Seeking to avoid another short-term extension of federal transportation programs when the current (and eighth short-term extension) expires next March, House and Senate transportation leaders are working hard to gain sufficient support to move their respective transportation proposals.
Key to the discussion is the need for increased federal revenue to fund federal transportation programs at a time when fuel taxes are falling short of current transportation spending levels and far below the projected infrastructure needs of the nation.
In recent days, the Government Accountability Office removed one of the key irritants in the discussion over revenue, finding that no state paid more in federal fuel taxes than was returned in federal transportation dollars. This concern of the so-called “donee” states can only be resolved when there is more money flowing into the highway trust fund. This year, Congress faces multiple threats to transportation dollars — a decrease in driving and more fuel-efficient vehicles reducing dollars — and a budget-cutting environment.

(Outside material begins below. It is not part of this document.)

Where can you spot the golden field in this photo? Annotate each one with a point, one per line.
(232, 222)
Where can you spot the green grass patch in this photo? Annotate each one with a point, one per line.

House Transportation and Infrastructure Committee Chairman John Mica (R-Fla.) and Senate Environment and Public Works Committee Chairman Barbara Boxer (D-Calif.) are both talking to their colleagues to find additional revenues to fund a long-term transportation program. This summer, Mica and Boxer offered outlines of long-term legislation to extend federal transportation programs, but have not been able to move further with their legislative proposals.